Nous nous sommes tous demandé, à un moment ou un autre, où sont passés le civisme et le savoir-vivre. Nous avons tous, un jour ou l’autre été, à notre tour, bourru, impoli et même désagréable avec de parfaits inconnus. Mais comment notre civilisation en est venue à être aussi centrée sur notre personne, nos besoins et notre univers…
Tous les conducteurs se demandent où sont passés les bonnes manières et les principes de base d’une conduite sécuritaire. Demandez à un.e chauffeur.e de camion qui, au volant de son mastodonte de 45 000 kg, voit des voitures se faufiler devant, sans considération pour leur sécurité et celle d’autrui pour qu’ils puissent arriver 30 secondes plus vite. Comme le dit si bien le tube des Cowboys Fringants « tellement pressés d’aller nulle part… » Vous êtes dans un stationnement ? Depuis quand celui ou celle qui recule d’un emplacement a la priorité sur le véhicule se déplaçant dans la voie de circulation ? Quand est-ce que le Code de la route a été modifié en donnant la priorité à quelqu’un qui a mis son clignotant faisant fi des principes de base d’une distance sécuritaire ? Imbécilité ? Non. Intelligence sous la moyenne ? Non. Manque de civisme ? Eh oui !

La société évolue. Dès l’apparition en 1979 du baladeur Sony Walkman, notre lien avec les autres prenait alors une tournure évidente. Nous n’avions plus à écouter des musiques qui plaisaient aux autres, mais seulement à nous. Nous créions alors notre propre univers, notre bulle musicale que nous n’avions plus à partager. C’est notre cellulaire, nos émissions qu’on choisit d’écouter quand ça nous chante, notre Balado écouté à notre rythme, dans notre bulle. Nous vivons le visage scotché sur notre portable en oubliant la vie qui nous entoure. La technologie et l’évolution des médias ont-elles changé la société ? Oui, bien sûr. Pour le meilleur ? Non pas sûr !

Nous sommes rendus intolérants aux opinions qui vont à l’encontre des nôtres. Les débats d’idées se font maintenant sur les médias sociaux à grands coups d’invectives et notre argument principal pour défendre nos idées devient une insulte. « Hen la lumière ? » lancé péjorativement pour redescendre le débat à un niveau trumpiste afin de combler notre manque d’argumentaire intelligent. Cachés derrière un clavier, les injures fusent.

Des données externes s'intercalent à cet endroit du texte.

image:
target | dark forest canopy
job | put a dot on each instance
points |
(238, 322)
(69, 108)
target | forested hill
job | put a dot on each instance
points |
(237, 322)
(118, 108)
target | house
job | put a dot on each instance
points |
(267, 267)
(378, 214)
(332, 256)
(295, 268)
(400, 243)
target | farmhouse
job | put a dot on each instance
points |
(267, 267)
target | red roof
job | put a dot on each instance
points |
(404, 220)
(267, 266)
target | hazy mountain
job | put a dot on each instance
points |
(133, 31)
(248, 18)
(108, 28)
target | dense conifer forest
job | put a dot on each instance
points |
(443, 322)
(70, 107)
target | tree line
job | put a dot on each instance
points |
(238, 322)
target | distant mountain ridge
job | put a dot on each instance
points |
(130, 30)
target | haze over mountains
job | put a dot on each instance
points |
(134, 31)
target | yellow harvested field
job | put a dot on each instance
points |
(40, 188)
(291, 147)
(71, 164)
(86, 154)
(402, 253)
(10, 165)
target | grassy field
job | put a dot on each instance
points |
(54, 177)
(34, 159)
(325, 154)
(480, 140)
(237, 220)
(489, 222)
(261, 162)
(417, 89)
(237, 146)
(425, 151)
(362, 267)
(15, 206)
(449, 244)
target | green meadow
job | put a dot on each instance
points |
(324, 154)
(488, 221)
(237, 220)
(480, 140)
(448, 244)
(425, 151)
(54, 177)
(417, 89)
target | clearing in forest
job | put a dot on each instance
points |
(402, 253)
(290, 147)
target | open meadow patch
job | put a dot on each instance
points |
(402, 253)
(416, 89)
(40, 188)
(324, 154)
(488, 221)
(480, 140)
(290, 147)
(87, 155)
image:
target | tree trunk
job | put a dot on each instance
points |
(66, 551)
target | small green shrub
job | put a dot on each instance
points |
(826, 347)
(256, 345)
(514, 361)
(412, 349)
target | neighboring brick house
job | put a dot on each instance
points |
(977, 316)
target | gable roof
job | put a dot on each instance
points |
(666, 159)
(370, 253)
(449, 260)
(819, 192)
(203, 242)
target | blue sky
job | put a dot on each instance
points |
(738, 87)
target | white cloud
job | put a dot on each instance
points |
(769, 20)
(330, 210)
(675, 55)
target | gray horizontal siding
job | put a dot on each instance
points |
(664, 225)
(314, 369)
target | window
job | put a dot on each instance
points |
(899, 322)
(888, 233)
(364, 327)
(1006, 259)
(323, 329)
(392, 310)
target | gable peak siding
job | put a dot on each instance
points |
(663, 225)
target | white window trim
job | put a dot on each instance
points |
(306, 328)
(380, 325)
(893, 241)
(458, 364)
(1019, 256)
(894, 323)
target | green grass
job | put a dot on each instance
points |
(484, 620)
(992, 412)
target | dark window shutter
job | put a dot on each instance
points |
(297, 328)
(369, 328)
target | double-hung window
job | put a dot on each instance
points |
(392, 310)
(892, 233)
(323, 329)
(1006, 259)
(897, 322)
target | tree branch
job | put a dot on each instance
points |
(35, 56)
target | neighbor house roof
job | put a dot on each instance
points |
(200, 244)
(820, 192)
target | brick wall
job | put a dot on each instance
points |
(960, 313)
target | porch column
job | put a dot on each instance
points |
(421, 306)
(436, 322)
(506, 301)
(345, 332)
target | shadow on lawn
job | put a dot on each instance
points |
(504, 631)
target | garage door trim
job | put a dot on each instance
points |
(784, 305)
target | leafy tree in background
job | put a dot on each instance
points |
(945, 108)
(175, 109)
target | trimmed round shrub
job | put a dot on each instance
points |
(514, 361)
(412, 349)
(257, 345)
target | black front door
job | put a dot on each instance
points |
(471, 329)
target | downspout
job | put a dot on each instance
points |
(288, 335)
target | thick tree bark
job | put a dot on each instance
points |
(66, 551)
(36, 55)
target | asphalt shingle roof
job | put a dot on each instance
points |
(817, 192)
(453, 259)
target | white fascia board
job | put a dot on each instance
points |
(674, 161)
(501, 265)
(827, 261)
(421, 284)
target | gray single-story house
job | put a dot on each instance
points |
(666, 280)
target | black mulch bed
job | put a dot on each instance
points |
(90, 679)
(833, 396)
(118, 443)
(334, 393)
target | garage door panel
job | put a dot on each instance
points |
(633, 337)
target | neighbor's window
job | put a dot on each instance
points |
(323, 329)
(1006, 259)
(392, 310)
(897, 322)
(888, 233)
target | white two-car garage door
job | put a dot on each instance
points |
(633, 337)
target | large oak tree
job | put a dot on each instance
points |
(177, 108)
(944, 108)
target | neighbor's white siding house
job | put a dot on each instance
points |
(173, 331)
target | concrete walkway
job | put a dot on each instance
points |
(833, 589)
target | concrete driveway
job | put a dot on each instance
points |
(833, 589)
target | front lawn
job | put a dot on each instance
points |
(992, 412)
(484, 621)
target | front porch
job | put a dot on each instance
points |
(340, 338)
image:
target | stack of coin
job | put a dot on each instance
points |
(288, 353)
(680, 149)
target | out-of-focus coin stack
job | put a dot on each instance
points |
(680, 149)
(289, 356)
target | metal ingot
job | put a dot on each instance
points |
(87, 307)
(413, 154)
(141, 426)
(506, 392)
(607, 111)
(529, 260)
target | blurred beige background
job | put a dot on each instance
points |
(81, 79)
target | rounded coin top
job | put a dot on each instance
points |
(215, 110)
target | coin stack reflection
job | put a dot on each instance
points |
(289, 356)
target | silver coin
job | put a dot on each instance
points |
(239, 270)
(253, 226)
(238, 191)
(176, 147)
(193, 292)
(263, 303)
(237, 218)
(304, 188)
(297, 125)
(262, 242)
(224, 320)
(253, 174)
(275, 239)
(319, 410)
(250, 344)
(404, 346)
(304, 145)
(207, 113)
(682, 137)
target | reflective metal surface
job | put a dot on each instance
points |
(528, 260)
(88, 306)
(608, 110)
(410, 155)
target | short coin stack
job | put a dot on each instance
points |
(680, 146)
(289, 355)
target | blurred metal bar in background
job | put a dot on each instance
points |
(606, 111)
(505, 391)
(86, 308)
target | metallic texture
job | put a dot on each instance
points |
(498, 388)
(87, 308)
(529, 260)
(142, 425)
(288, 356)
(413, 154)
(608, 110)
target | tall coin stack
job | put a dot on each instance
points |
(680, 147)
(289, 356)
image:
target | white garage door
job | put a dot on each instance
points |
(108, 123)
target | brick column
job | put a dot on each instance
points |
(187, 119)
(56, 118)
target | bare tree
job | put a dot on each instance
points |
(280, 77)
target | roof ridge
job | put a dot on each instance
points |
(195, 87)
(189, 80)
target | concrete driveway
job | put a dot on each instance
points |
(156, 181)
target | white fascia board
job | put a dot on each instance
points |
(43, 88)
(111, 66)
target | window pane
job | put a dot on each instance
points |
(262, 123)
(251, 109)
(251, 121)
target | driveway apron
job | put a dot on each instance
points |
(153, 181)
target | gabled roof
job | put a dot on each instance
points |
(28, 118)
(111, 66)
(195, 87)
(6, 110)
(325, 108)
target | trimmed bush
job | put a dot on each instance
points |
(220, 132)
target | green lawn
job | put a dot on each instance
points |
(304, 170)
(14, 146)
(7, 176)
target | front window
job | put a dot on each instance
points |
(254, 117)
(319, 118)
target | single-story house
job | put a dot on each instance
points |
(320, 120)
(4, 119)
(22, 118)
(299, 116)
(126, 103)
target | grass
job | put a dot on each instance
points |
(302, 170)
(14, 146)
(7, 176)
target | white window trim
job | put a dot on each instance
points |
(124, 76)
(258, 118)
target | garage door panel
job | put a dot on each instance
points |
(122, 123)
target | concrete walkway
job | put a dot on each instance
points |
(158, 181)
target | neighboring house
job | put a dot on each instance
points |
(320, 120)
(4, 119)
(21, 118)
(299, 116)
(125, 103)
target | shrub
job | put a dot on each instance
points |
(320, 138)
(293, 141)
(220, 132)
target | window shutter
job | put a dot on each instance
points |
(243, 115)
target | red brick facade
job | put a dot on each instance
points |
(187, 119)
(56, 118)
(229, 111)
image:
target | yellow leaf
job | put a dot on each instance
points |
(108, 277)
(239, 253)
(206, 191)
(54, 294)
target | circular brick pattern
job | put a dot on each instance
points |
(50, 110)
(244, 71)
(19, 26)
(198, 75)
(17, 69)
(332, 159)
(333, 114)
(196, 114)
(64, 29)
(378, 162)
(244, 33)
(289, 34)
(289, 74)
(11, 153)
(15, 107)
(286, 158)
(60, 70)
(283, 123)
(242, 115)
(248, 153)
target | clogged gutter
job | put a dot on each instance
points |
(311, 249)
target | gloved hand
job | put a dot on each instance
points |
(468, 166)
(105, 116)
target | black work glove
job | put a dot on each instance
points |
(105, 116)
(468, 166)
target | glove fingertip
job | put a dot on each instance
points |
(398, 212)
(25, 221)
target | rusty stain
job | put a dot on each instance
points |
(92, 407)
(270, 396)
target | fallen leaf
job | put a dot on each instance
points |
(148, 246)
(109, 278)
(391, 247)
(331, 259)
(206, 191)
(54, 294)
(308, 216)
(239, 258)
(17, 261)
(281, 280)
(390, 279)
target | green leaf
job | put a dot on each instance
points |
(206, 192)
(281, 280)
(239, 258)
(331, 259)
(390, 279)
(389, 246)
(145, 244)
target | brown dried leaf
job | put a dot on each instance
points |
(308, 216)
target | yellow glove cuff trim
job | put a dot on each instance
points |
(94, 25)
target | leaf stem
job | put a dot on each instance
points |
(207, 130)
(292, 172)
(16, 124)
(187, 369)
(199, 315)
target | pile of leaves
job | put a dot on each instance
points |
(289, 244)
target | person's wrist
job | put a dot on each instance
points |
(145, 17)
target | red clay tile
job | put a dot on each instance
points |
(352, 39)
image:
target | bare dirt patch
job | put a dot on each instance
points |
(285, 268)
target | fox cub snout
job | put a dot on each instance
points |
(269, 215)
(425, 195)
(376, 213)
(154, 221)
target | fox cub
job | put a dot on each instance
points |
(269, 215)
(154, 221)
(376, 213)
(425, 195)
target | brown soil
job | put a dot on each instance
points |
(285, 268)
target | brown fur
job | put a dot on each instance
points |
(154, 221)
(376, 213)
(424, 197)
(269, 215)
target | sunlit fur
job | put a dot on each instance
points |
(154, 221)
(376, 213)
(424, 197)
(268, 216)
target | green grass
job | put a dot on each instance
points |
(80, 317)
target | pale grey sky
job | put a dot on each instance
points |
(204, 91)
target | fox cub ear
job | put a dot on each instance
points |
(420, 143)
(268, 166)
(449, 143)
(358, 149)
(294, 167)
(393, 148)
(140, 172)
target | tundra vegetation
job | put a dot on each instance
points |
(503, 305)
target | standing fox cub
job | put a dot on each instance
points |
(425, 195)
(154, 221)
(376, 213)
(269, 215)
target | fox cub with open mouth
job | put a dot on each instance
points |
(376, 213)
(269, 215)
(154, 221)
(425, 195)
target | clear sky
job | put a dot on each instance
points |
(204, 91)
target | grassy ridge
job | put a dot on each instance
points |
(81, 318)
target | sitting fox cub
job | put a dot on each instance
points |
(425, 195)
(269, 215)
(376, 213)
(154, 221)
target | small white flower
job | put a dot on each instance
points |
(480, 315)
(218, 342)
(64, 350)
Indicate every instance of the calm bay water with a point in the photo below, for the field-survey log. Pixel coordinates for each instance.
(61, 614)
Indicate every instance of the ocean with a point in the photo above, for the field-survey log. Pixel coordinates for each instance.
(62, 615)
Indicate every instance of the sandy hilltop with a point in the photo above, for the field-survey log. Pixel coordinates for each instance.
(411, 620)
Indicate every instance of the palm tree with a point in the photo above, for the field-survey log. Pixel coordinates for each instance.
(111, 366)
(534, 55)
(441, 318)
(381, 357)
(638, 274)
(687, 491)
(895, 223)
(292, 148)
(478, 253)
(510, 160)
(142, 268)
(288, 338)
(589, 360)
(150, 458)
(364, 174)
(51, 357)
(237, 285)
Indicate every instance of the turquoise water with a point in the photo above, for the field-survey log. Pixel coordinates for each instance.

Désolant.
Mais où est-ce que collectivement avons-nous foiré ? Quand le vouvoiement est-il disparu des écoles ? Lorsque nous avons accepté d’être tutoyés par des inconnus ? Par des plus jeunes ? Quand mes besoins ont-ils pris le dessus sur ceux de mon voisin ? Sans devenir des mère Teresa, un peu de bien séance, de courtoisie et de respect ne ferait pas de tords. Est-ce que notre société reviendra comme avant ? Non . Une barre de fer, une fois pliée et repliée, ne reprend jamais sa forme originale.